有人提出淋病奈瑟菌的不透明相关(Opa)外膜蛋白家族成员可介导对培养的人上皮细胞的黏附和侵袭。我们按照帕尔默等人的描述[帕尔默,L.,布鲁克斯,G.F.和法尔科夫,S.(1989年)《分子微生物学》3,663 - 671],用一个含有与β-内酰胺酶基因前导序列框内融合的淋球菌opa基因的质粒转化大肠杆菌。这些转化后的大肠杆菌[大肠杆菌(opa)]在外膜表达热可修饰的opa基因产物(Opa蛋白),并黏附于和侵袭ME - 180人宫颈上皮细胞。在2小时的黏附试验中,每个ME - 180细胞平均黏附26.7个大肠杆菌(opa),而仅携带表达载体(pKT279)的对照大肠杆菌根本不黏附(每个细胞少于0.15个细菌)。我们通过庆大霉素筛选试验研究了黏附的大肠杆菌(opa)侵袭ME - 180上皮细胞的能力。当用大肠杆菌(opa)感染ME - 180细胞时,每单层可回收多达1×10⁶个耐庆大霉素的细菌,而当用相同数量的对照大肠杆菌(pKT279)感染上皮细胞时,回收的细菌少于10个。大肠杆菌(opa)的侵袭动力学和水平与Opa⁺淋病奈瑟菌的侵袭相似。

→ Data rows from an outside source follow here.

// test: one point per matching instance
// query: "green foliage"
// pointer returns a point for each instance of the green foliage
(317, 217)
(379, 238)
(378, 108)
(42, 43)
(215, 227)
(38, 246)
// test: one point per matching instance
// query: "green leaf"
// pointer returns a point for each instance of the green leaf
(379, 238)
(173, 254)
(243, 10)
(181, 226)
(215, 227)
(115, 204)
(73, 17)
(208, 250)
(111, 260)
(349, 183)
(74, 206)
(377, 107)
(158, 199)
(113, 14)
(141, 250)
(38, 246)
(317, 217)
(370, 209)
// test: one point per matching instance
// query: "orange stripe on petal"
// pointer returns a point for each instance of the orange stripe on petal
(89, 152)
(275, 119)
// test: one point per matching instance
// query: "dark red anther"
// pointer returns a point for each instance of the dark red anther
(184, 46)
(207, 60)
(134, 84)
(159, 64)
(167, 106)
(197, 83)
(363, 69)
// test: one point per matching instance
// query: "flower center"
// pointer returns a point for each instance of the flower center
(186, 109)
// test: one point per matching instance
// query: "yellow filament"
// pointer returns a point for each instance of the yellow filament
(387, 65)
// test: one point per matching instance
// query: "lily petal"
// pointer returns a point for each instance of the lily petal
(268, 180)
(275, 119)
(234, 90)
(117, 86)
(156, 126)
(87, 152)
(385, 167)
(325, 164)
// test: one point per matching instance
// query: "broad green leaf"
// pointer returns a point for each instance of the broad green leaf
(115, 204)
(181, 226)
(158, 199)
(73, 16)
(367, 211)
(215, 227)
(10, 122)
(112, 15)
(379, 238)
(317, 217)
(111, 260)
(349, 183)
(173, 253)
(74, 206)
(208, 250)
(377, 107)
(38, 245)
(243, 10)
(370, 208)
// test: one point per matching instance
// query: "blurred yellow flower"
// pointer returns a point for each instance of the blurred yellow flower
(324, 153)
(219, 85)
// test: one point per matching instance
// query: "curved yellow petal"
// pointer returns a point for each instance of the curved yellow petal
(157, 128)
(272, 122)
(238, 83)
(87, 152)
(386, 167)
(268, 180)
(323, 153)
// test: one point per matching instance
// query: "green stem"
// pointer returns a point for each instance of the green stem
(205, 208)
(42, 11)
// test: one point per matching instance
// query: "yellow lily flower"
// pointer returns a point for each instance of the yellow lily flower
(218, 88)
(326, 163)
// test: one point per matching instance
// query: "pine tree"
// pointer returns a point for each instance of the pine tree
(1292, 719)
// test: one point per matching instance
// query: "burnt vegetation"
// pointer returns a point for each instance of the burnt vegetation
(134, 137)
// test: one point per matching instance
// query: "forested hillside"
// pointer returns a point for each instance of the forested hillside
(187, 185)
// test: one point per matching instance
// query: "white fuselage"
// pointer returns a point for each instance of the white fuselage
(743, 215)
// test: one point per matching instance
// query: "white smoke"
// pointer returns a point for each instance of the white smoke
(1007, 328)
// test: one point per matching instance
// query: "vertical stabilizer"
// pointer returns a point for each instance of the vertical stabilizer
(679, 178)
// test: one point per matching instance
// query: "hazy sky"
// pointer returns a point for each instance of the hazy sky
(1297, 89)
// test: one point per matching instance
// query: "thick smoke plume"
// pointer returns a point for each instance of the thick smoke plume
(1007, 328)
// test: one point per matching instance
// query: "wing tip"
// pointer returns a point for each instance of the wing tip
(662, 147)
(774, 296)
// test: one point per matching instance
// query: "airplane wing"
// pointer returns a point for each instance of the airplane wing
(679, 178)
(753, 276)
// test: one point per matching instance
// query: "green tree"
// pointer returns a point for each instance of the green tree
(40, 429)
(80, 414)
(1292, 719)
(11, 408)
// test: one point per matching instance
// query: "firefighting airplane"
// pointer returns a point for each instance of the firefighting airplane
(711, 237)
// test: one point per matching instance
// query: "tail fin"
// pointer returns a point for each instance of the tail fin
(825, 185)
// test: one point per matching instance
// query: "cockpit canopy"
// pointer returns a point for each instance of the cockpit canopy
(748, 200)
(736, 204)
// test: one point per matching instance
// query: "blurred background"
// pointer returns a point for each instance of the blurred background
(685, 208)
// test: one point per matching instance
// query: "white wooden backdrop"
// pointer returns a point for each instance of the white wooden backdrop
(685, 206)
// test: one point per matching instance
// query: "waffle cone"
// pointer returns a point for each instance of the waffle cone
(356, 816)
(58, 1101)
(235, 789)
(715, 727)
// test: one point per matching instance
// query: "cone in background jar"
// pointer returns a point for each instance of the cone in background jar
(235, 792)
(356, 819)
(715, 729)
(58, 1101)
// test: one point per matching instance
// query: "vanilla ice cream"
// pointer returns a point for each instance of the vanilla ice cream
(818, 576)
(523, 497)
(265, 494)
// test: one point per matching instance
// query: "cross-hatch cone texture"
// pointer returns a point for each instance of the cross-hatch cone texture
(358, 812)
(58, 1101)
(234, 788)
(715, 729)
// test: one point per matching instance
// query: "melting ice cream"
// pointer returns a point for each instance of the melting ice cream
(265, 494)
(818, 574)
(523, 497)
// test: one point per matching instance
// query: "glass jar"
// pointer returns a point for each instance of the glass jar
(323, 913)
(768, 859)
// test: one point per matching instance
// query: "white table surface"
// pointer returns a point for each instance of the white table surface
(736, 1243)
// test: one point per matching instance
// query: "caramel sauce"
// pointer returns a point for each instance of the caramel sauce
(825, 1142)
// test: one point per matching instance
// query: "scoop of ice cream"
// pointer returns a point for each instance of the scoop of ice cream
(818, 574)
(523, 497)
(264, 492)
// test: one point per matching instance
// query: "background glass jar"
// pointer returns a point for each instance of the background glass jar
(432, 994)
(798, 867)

用4×10⁷个细菌感染后4小时发生最大侵袭。透射电子显微镜研究证实大肠杆菌(opa)侵袭了ME - 180细胞。在比较研究中,侵袭HEC - 1 - B人子宫内膜上皮细胞的大肠杆菌(opa)数量比侵袭ME - 180细胞的数量少约一个数量级,并且大肠杆菌(opa)根本不侵袭Chang人结膜上皮细胞。用肌动蛋白破坏试剂细胞松弛素D以剂量反应方式显著抑制大肠杆菌(opa)的早期(少于4小时)侵袭,但后期侵袭(8 - 24小时)不受影响,这表明Opa蛋白介导的侵袭可能通过两种机制发生,其中只有一种依赖于微丝功能。透射电子显微镜还显示,被感染的上皮细胞核周围的细胞质纤维状物质数量显著增加。这种物质的功能和起源尚不清楚。这些研究表明至少一种淋球菌Opa蛋白是一种侵袭素。